E così ci capita di leggere sul Washington Post una combattiva Liz Truss, ex-premier britannica, che avverte che le élite economiche globali ostacolano politiche pro-crescita. Nel suo editoriale, esorta Trump e il Segretario al Tesoro Bessent a resistere al “deep state” e promuovere crescita attraverso dazi, tagli fiscali, deregolamentazione e controllo della spesa pubblica. Riflettendo sulla sua esperienza nel 2022, Truss critica l’establishment per aver bloccato le sue riforme, causando stagnazione. L’invito a Trump a smantellare la burocrazia e sfidare le élite per salvare l’Occidente, è vibrante.

Oppure, ci siamo imbattuti, sul quotidiano francese Le Figaro, in un articolo in cui si spiega La Francia è meno colpita dai dazi di Trump rispetto alla Germania, grazie alla natura delle sue esportazioni verso gli USA. Con un deficit commerciale di 4,2 miliardi di euro nel 2024, la Francia esporta soprattutto aerei (9,7 miliardi), bevande (4,1 miliardi) e farmaci (3,8 miliardi), tassati al 10%. La Germania, con un surplus di 93 miliardi e il 27% delle esportazioni in auto, subisce tariffe medie del 12,3%. L’eccesso commerciale tedesco è il vero bersaglio di Trump.

Sono le politiche di compressione della domanda tedesca hanno indebolito le esportazioni di altri paesi UE, come la Francia.

Anche Bloomberg non ha potuto non dare eco alla descrizione di negoziatori Ue confusi e privi di un preciso mandato, tali e tanti sono gli interessi eterogenei da conciliare, fatta filtrare dal segretario al Tesoro Usa Scott Bessent. Questi ha dichiarato che l’UE soffre di un “problema di azione collettiva” che ostacola i negoziati commerciali con gli USA. L’UE, con un surplus commerciale di 250 miliardi di dollari, fatica a trovare un accordo unificato a causa di interessi divergenti tra Stati membri, e così Trump ha minacciato dazi del 50% dal 1° giugno 2025. Bessent si è dichiarato invece ottimista su accordi con Asia (Giappone, Indonesia, Taiwan), ma prevede tempi lunghi con l’UE. Bessent sottolinea che l’UE è rallentata da interessi contrastanti tra Stati membri, come Italia e Francia, rendendo difficili i negoziati commerciali con gli USA.

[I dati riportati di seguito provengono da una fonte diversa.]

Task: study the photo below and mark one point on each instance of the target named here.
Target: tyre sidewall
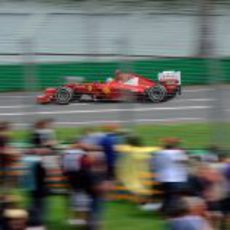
(151, 93)
(64, 95)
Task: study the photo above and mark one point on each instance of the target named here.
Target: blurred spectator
(85, 170)
(8, 155)
(170, 166)
(15, 219)
(190, 215)
(34, 182)
(107, 143)
(134, 140)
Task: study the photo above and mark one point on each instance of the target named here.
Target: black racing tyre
(171, 96)
(63, 96)
(157, 93)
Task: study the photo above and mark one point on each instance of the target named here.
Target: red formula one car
(124, 86)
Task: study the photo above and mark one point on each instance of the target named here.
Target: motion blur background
(44, 41)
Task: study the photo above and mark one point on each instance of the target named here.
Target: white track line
(195, 100)
(35, 106)
(142, 109)
(21, 106)
(178, 119)
(196, 90)
(183, 90)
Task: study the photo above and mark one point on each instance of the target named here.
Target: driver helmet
(109, 79)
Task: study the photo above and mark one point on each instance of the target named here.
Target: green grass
(193, 135)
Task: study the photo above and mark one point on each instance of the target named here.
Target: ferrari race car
(123, 87)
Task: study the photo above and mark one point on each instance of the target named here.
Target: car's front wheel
(64, 95)
(156, 93)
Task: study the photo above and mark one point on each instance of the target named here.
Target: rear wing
(74, 79)
(167, 75)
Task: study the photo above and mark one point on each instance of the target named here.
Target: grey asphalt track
(196, 104)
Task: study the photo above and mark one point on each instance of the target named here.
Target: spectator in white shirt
(170, 167)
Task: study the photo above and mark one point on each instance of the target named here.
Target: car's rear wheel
(64, 95)
(156, 93)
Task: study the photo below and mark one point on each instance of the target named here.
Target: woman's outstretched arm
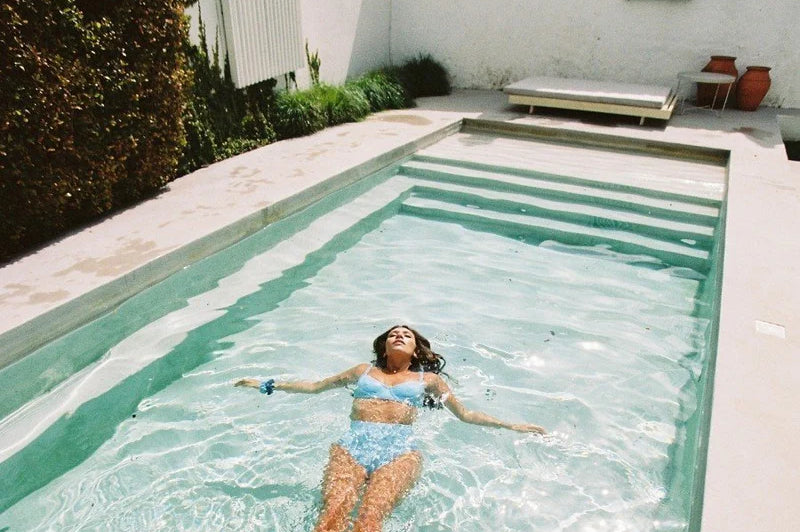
(335, 381)
(438, 387)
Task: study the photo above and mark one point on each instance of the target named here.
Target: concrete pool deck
(753, 471)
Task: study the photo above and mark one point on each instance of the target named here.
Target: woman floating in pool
(379, 452)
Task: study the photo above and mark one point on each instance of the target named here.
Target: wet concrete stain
(413, 120)
(124, 259)
(244, 171)
(754, 132)
(28, 294)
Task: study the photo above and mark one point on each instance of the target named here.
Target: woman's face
(401, 339)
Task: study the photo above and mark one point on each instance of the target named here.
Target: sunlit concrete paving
(753, 475)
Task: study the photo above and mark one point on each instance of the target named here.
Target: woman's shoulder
(361, 368)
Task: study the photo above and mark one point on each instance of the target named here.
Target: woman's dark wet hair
(425, 359)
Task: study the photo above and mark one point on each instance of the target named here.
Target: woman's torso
(384, 398)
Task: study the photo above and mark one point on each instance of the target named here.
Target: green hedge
(102, 103)
(90, 113)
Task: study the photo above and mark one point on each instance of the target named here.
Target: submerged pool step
(566, 232)
(667, 206)
(693, 235)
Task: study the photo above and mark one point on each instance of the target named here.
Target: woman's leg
(385, 488)
(340, 486)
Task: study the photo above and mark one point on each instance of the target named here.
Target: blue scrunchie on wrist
(267, 387)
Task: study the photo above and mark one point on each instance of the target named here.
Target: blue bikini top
(409, 392)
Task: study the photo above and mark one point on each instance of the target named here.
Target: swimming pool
(585, 333)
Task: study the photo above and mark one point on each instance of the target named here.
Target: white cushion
(592, 91)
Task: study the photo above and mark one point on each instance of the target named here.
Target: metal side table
(706, 77)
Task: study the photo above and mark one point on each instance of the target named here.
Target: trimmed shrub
(422, 76)
(220, 118)
(340, 104)
(90, 115)
(381, 90)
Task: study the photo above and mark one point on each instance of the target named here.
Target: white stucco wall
(487, 43)
(351, 36)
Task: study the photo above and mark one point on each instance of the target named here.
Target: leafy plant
(381, 90)
(297, 114)
(422, 76)
(220, 117)
(340, 104)
(313, 65)
(90, 117)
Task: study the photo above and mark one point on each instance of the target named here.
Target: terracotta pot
(721, 64)
(752, 88)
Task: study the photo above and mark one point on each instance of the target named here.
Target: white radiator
(263, 38)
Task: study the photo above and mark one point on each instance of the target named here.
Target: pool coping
(753, 470)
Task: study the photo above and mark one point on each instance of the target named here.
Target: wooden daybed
(644, 101)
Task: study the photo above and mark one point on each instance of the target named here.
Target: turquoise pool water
(608, 349)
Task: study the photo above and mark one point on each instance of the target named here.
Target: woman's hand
(249, 383)
(527, 427)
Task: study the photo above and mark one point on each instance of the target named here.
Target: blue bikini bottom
(376, 444)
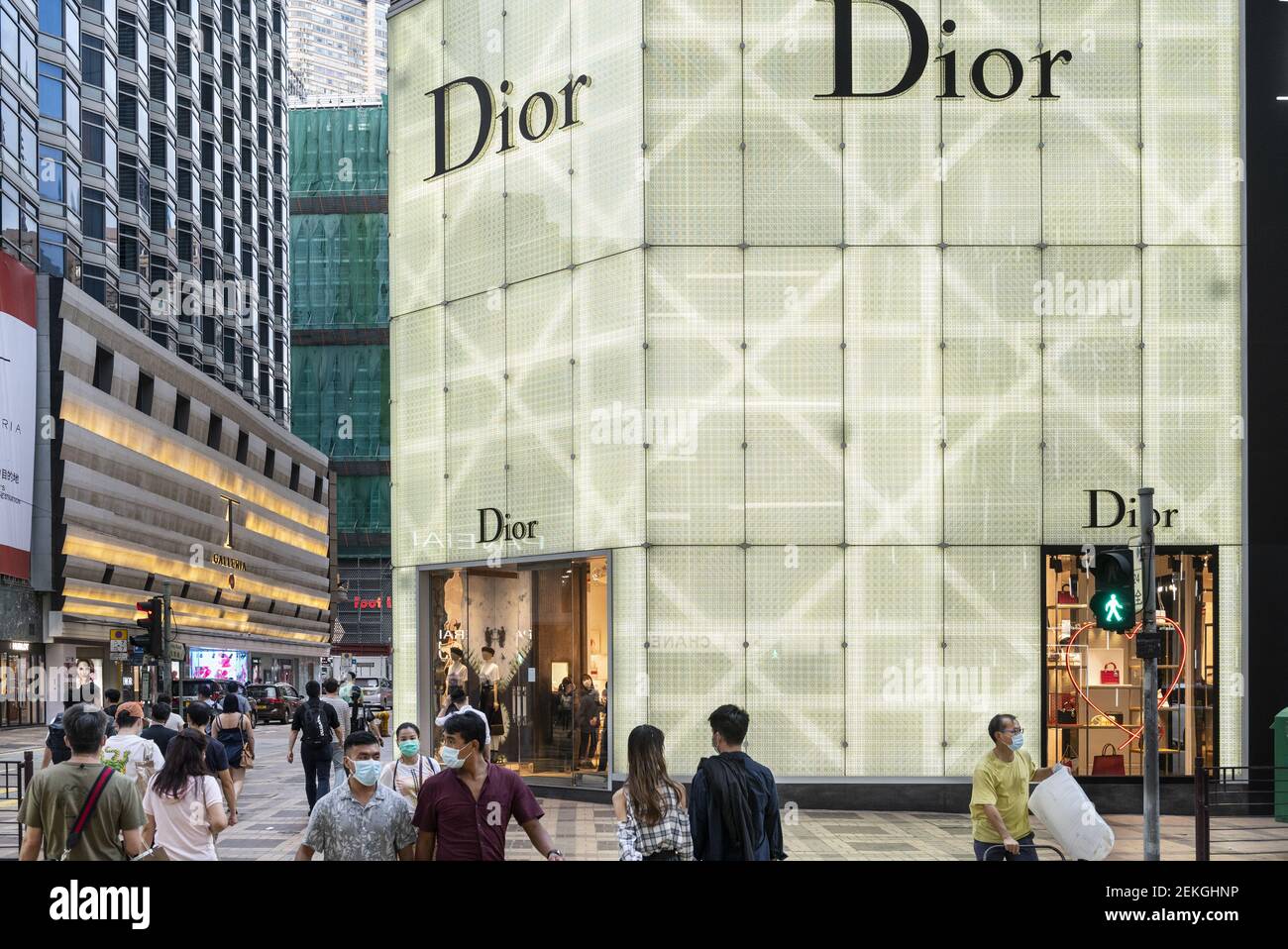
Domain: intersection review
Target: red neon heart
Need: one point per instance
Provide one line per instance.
(1131, 735)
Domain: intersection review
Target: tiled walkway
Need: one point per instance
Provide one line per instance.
(274, 814)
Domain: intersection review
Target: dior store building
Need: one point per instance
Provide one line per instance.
(795, 355)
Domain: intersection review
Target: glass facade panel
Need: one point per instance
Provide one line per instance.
(827, 406)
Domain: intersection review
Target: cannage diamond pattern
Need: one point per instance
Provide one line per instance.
(824, 374)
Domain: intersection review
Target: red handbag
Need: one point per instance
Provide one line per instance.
(1067, 712)
(1108, 764)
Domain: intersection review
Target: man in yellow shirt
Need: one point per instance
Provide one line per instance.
(1000, 794)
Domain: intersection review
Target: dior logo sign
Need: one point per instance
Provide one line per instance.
(1108, 509)
(918, 54)
(539, 116)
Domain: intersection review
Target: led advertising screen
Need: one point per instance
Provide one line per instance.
(220, 664)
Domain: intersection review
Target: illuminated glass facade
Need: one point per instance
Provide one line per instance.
(827, 376)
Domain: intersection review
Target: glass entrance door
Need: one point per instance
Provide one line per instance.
(531, 638)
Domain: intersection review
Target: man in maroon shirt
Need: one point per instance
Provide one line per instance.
(463, 811)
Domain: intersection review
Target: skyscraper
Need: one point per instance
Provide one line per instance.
(145, 159)
(338, 48)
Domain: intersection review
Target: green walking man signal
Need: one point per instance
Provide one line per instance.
(1115, 597)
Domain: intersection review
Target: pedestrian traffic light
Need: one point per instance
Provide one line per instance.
(154, 622)
(1115, 600)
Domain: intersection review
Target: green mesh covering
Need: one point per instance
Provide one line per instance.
(339, 270)
(340, 399)
(339, 151)
(362, 503)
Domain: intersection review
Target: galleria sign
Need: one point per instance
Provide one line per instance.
(918, 54)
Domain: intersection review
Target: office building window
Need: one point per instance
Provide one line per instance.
(143, 394)
(181, 411)
(103, 369)
(53, 252)
(98, 69)
(127, 37)
(99, 215)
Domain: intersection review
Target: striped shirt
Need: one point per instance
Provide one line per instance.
(635, 840)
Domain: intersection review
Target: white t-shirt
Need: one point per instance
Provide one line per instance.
(125, 752)
(408, 778)
(442, 720)
(183, 823)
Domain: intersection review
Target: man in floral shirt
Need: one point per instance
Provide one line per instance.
(361, 819)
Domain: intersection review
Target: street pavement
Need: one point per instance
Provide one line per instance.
(273, 814)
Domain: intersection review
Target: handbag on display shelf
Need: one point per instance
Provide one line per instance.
(1067, 712)
(1108, 764)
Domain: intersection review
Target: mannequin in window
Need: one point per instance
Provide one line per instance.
(489, 690)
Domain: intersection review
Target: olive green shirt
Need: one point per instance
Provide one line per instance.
(55, 797)
(1005, 785)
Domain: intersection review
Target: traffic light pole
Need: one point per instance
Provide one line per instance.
(163, 661)
(1147, 648)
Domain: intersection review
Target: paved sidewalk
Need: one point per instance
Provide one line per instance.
(274, 812)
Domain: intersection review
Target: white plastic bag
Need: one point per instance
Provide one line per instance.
(1072, 818)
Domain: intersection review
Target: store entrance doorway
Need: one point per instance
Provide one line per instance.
(531, 653)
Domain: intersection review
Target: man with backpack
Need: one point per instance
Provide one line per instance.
(318, 724)
(81, 808)
(55, 748)
(733, 803)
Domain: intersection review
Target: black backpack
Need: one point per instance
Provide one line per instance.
(316, 730)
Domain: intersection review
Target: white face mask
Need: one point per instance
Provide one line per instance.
(451, 757)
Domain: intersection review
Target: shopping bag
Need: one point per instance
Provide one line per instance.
(1061, 805)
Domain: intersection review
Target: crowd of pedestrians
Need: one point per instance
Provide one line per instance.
(155, 786)
(125, 783)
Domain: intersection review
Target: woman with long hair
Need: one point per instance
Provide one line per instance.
(233, 730)
(651, 807)
(408, 772)
(184, 805)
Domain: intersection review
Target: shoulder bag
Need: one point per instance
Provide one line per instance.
(248, 755)
(95, 792)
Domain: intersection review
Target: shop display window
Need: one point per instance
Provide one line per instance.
(546, 626)
(1093, 698)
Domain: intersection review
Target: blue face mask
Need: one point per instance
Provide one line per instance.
(366, 772)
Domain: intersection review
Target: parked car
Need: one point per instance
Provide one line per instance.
(376, 692)
(188, 690)
(274, 702)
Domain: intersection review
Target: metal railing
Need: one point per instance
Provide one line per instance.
(1250, 805)
(14, 778)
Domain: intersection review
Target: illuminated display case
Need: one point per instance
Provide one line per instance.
(828, 377)
(1094, 678)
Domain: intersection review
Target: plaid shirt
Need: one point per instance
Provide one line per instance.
(635, 841)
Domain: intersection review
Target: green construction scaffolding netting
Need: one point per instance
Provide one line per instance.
(339, 270)
(339, 151)
(362, 503)
(340, 399)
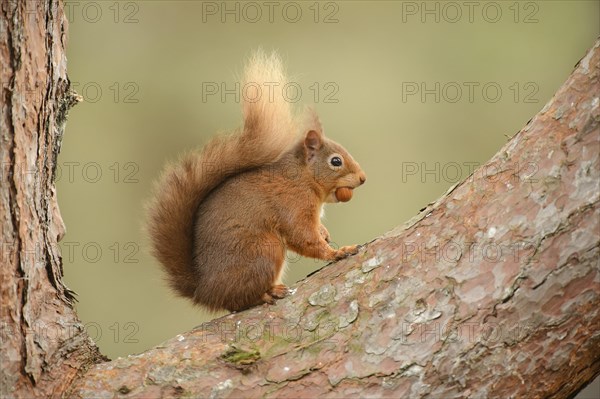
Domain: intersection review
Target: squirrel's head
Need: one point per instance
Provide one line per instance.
(332, 166)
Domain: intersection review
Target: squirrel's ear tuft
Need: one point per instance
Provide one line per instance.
(312, 143)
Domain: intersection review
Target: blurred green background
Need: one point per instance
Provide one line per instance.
(418, 92)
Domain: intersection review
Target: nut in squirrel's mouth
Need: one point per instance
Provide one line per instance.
(344, 194)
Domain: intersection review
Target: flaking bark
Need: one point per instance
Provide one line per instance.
(491, 291)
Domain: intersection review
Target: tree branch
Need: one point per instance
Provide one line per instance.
(491, 291)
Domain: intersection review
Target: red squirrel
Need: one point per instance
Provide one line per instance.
(223, 217)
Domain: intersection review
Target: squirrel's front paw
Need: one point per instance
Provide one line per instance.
(324, 233)
(346, 251)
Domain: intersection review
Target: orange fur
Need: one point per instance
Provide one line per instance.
(222, 218)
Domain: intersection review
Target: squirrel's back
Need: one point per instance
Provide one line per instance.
(267, 133)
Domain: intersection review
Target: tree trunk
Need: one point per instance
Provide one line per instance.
(43, 344)
(491, 291)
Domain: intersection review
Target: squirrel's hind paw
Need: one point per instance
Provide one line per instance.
(279, 291)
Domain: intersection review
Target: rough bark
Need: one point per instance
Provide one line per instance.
(43, 343)
(491, 291)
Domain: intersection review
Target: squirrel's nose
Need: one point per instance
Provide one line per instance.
(363, 178)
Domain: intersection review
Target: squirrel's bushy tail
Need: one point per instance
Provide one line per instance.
(268, 132)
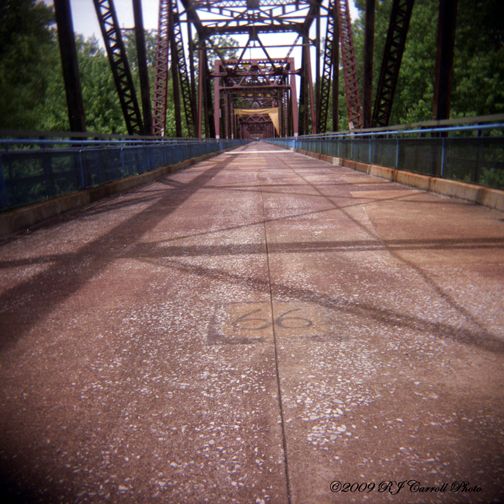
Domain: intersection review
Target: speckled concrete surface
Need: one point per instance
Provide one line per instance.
(256, 328)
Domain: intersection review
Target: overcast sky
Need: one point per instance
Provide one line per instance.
(86, 23)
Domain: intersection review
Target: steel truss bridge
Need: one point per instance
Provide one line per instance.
(279, 86)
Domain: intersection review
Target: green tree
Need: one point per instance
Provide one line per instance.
(478, 76)
(25, 41)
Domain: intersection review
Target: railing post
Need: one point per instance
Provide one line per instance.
(123, 168)
(81, 170)
(443, 157)
(397, 152)
(3, 190)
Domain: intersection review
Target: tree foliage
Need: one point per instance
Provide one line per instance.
(478, 77)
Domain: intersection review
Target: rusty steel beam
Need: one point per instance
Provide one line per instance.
(179, 66)
(142, 66)
(70, 65)
(444, 59)
(116, 52)
(161, 75)
(349, 66)
(330, 50)
(392, 57)
(367, 106)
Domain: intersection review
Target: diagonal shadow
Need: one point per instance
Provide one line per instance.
(157, 250)
(53, 286)
(480, 338)
(394, 253)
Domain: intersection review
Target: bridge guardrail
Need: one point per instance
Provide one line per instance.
(32, 170)
(448, 152)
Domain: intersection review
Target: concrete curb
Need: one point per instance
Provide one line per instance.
(29, 215)
(486, 196)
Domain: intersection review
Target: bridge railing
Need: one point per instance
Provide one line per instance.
(32, 169)
(449, 149)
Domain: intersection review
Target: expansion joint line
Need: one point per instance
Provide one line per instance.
(275, 346)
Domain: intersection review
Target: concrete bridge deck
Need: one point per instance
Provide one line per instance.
(250, 330)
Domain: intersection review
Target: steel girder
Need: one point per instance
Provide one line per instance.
(161, 75)
(111, 32)
(170, 40)
(254, 18)
(330, 46)
(392, 57)
(349, 67)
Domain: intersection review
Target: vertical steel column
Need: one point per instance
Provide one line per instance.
(175, 72)
(217, 98)
(368, 63)
(200, 94)
(70, 65)
(327, 68)
(317, 71)
(310, 92)
(349, 66)
(112, 38)
(209, 123)
(191, 68)
(142, 66)
(161, 80)
(177, 52)
(335, 77)
(391, 64)
(294, 106)
(444, 59)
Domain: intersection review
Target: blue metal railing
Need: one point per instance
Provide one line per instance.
(447, 152)
(32, 170)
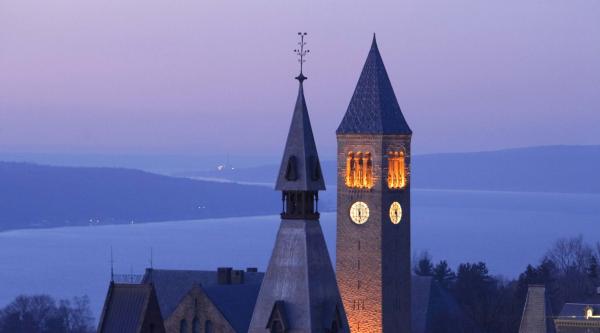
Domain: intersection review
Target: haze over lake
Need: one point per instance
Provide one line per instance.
(507, 230)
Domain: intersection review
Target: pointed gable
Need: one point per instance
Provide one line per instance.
(131, 308)
(373, 108)
(300, 276)
(300, 168)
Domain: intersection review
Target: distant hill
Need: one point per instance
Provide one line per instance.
(42, 196)
(573, 169)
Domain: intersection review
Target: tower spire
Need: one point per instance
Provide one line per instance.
(301, 53)
(112, 263)
(299, 292)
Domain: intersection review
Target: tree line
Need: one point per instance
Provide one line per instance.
(43, 314)
(569, 270)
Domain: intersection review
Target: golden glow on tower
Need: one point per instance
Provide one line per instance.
(359, 212)
(395, 212)
(359, 170)
(396, 170)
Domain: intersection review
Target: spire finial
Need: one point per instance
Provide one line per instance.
(112, 263)
(374, 43)
(301, 53)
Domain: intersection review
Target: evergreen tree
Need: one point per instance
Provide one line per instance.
(443, 274)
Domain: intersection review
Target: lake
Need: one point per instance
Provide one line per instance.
(507, 230)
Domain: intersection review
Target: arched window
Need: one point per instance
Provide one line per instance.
(276, 327)
(196, 325)
(208, 327)
(359, 170)
(183, 326)
(396, 170)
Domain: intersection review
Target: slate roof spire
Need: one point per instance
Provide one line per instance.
(374, 108)
(300, 167)
(299, 292)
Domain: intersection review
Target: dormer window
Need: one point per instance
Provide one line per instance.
(397, 177)
(589, 312)
(291, 173)
(359, 170)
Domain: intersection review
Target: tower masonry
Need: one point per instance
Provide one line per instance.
(373, 206)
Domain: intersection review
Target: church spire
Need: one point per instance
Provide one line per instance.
(301, 52)
(299, 292)
(300, 168)
(374, 108)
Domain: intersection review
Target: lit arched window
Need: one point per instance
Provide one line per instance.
(196, 325)
(396, 170)
(359, 170)
(208, 327)
(183, 326)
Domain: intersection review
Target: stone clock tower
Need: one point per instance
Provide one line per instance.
(373, 206)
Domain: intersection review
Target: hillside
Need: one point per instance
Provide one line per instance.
(565, 169)
(40, 196)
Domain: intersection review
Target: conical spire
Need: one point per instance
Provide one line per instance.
(374, 108)
(300, 167)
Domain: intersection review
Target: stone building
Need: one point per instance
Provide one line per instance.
(299, 292)
(131, 308)
(580, 317)
(537, 312)
(373, 261)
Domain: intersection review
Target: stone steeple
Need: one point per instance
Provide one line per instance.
(300, 168)
(299, 292)
(373, 108)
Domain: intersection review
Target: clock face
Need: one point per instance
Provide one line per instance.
(395, 212)
(359, 212)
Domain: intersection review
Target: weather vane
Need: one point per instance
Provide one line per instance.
(301, 53)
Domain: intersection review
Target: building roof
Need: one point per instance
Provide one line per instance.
(537, 313)
(577, 311)
(373, 108)
(300, 275)
(126, 307)
(235, 301)
(300, 167)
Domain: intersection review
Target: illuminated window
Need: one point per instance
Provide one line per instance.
(359, 170)
(396, 170)
(589, 312)
(208, 327)
(196, 325)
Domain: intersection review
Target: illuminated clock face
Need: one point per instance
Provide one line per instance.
(395, 212)
(359, 212)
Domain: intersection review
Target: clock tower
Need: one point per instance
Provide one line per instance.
(373, 206)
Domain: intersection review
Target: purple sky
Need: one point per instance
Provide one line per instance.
(216, 76)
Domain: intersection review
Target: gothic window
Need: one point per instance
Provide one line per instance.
(359, 170)
(277, 322)
(396, 170)
(276, 327)
(290, 172)
(208, 327)
(196, 325)
(315, 168)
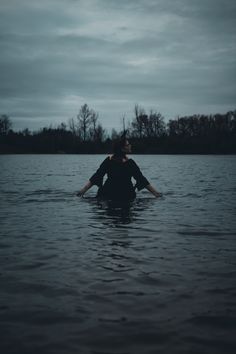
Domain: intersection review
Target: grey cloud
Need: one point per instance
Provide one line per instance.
(115, 54)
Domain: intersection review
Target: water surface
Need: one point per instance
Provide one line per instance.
(155, 276)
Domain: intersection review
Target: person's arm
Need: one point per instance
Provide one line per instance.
(96, 178)
(151, 189)
(84, 189)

Nel frattempo sul sito Politico.ue (anche qui non certo un pericoloso covo di anti-UE) ci viene dettagliatamente spiegato come è stato possibile per il Regno Unito passare da essere gli ultimi della coda (ricordando le infelici parole di Barack Obama poco prima del referendum per la Brexit del 2016) ad essere il primo Paese a chiudere un accordo con gli Usa. Il Regno Unito, guidato da Keir Starmer, ha concordato una riduzione dei dazi su auto (da 27,5% a 10% per 100.000 veicoli) e acciaio (da 25% a 0%). L’accordo, annunciato l’8 maggio 2025, mantiene standard britannici su cibo e farmaci, ma lascia dazi al 10% su altri beni. Starmer ha sfruttato la relazione con Trump, costruita con diplomazia pragmatica, per ottenere un vantaggio rispetto all’UE, nonostante le difficoltà interne.

L’uscita dall’UE ha permesso al Regno Unito di negoziare autonomamente, evitando i dazi del 20% imposti all’UE.

È dalle colonne del Wall Street Journal che arriva l’analisi per noi più condivisibile. I rischi per Trump sono tutti annidati nei tempi e con i quali si assesteranno i diversi accordi commerciali con i suoi più importanti partner. In parallelo, dovrebbero entrare al più presto “in circolo” gli effetti della riduzione delle imposte, che dopo il passaggio alla Camera dei Rappresentati, è atteso ora al Senato.

Si tratta di un provvedimento pro-crescita molto importante, da cui dipende buona parte del successo politico di Trump. Staremo a vedere. Importante è stare lontano dai commenti ansiogeni, isterici e grossolani che capita di trovare su alcuni grandi (non sappiamo fino a quando) quotidiani italiani.